The feature is activated with the statement
set result_timeout == <expression>;
The expression should be a count of milliseconds. The scope of the setting is the connection, thus it remains in effect past the return of the calling procedure. Setting the timeout to 0 returns to the default state of having no limit on query run time and always returning complete results. The initial value of the timeout is 0. On a web server thread, the timeout is reset to 0 at the start of processing each new request header.
After a query or cursor has exceeded the running time, it is reset. In the event of the reset occurring inside an aggregation, the part of the query that produces rows for the aggregation is terminated, the timeout is reset and the query continues by using the aggregated results that were obtained before the first timeout. If there is again a timeout, the present aggregation is reset and the query gets another lease on life for processing the results accumulated so far. Thus, a query which has a select, a group by and an order by can consume at most three timeouts. One for producing the aggregated rows, another for sorting them and finally a third for returning them to a client or iterating over them in a stored procedure.
If the timeout occurs outside an aggregation, the result set is simply truncated.

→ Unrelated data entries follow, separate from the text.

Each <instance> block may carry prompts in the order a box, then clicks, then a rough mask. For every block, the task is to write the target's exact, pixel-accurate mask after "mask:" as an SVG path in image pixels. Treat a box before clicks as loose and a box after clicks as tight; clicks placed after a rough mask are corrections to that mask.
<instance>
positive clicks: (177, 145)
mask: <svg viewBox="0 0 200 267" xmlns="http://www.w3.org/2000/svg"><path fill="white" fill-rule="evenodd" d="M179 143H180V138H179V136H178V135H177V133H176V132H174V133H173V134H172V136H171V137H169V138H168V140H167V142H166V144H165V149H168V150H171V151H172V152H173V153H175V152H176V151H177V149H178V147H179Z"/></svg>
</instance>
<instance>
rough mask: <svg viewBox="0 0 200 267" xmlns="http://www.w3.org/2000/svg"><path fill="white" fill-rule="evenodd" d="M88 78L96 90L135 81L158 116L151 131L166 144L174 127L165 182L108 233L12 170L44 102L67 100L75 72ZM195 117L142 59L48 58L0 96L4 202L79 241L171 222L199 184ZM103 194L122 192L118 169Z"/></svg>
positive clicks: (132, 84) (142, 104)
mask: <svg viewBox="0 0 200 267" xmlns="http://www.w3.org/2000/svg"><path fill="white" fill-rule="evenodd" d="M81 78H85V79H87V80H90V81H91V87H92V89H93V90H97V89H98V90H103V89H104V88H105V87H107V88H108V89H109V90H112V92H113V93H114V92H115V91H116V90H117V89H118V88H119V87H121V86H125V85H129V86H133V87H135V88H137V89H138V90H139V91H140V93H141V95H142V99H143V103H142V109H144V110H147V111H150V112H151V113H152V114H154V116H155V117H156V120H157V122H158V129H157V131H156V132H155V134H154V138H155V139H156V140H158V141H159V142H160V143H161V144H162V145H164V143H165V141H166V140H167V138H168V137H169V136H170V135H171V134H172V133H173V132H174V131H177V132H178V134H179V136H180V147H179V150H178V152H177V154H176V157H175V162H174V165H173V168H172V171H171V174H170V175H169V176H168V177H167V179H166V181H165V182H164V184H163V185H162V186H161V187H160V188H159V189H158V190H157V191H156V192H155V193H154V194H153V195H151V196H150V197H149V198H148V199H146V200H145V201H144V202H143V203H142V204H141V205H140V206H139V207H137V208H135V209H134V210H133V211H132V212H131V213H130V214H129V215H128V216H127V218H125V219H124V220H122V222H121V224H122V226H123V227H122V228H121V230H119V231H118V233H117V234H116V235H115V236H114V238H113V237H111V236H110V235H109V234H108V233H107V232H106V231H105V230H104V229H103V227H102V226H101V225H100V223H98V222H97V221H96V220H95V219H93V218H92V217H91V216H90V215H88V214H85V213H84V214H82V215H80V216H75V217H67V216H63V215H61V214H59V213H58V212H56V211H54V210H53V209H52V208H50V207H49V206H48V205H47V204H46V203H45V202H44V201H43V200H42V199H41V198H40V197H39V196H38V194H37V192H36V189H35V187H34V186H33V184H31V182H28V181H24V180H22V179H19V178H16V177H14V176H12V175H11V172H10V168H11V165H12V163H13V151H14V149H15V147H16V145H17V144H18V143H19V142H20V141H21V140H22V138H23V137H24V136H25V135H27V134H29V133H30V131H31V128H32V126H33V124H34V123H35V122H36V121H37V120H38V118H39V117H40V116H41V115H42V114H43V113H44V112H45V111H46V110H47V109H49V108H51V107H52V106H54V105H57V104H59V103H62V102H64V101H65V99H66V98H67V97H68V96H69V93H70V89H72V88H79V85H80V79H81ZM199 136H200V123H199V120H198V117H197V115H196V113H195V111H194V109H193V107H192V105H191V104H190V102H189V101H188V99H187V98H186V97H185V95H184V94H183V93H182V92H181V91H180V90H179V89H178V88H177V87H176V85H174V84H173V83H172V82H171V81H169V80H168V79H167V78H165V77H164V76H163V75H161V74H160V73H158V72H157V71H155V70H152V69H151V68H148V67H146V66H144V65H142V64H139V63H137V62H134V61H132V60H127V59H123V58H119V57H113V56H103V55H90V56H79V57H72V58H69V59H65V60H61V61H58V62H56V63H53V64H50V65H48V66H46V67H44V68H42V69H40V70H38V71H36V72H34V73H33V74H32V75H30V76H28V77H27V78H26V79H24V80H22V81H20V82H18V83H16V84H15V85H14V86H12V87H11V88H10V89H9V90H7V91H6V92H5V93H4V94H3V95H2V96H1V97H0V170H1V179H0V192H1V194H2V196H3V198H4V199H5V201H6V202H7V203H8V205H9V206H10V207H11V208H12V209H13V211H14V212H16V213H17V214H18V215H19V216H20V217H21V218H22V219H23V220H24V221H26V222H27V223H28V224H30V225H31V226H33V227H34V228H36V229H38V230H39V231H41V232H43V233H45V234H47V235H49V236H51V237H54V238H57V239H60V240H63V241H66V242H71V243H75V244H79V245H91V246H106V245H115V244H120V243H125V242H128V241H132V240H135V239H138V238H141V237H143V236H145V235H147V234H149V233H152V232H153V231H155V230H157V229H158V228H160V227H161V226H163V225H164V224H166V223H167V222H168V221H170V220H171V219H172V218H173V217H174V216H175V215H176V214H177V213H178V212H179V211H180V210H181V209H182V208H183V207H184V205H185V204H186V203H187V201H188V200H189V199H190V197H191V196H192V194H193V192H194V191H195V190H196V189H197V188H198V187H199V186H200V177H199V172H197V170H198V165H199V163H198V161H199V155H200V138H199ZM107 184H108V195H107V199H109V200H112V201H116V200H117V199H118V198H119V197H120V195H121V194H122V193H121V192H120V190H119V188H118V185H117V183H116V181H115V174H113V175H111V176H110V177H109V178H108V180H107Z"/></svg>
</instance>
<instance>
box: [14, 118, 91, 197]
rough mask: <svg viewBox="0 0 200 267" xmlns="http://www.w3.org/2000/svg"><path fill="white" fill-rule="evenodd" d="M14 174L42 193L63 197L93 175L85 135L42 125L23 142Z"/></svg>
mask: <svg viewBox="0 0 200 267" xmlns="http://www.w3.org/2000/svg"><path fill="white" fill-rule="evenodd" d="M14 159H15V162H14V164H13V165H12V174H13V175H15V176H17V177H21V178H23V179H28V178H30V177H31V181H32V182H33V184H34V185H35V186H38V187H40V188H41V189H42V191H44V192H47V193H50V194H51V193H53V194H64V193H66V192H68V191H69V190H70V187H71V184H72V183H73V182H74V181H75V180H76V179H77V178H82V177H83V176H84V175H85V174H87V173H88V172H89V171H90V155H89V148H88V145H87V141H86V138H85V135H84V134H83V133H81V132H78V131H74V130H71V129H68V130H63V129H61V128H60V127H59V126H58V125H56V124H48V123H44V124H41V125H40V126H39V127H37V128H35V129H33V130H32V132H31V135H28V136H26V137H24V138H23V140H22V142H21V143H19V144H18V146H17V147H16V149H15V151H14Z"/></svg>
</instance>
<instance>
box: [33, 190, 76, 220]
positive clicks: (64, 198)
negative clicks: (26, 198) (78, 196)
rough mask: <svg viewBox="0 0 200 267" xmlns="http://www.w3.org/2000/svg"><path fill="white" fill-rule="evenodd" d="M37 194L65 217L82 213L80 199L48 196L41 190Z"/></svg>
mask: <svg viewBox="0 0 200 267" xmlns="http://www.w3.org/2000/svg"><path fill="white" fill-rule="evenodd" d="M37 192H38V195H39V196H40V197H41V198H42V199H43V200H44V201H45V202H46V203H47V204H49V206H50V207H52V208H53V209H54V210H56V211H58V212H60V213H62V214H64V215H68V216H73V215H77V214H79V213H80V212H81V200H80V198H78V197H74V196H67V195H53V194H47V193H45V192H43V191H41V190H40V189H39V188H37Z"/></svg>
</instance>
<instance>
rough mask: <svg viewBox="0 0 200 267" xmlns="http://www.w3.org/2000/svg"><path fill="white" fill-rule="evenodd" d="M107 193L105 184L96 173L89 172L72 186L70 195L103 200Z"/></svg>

The fact of a query returning partial results is indicated by the result set ending with a S1TAT SQL state. If the result set is read to end without this state being signalled, the results are complete and the query was not interrupted. If the result set is not consumed to end, the client cannot be sure of its completeness.
The error message associated with the S1TAT state contains the human readable version of the output of db_activity () for the query. If result_timeout is non-zero, the opening of a cursor or execution of a query on a client connection or with the exec () function will reset the client resource consumption counters automatically. This is done so as to have the resource consumption statistics for the error message scoped to the query. To get the exact counts, the application may call db_activity (1) in the same procedure. If this is called on a client server connection with the timeout on, the counts will be reset before db_activity () is called.
The resolution of the timeout is fairly low, timeouts are checked every two seconds with default settings.
A query cannot set a timeout from inside itself. Only a stored procedure or a top level statement on a client connection can do this.
A request to SPARQL web service endpoint may specify the timeout as an additional &timeout=<milliseconds> parameter. The parameter value should be equal to or greater than 1000, otherwise it will be ignored. If SPARQL Virtuoso configuration file contains MaxQueryExecutionTime parameter and its value is greater than or equal to 1000 then the actual "anytime" timeout is the minimum of the requested value and the value in the configuration file.
The current standard of SPARQL protocol does not provide any support for partial results. When a SPARQL query ends with S1TAT state, the returned HTTP header contains four additional rows, X-SQL-State: , X-SQL-Message: , X-Exec-Milliseconds: and X-Exec-DB-Activity: ; the returned document is formatted according to the requested MIME type as if the result is complete.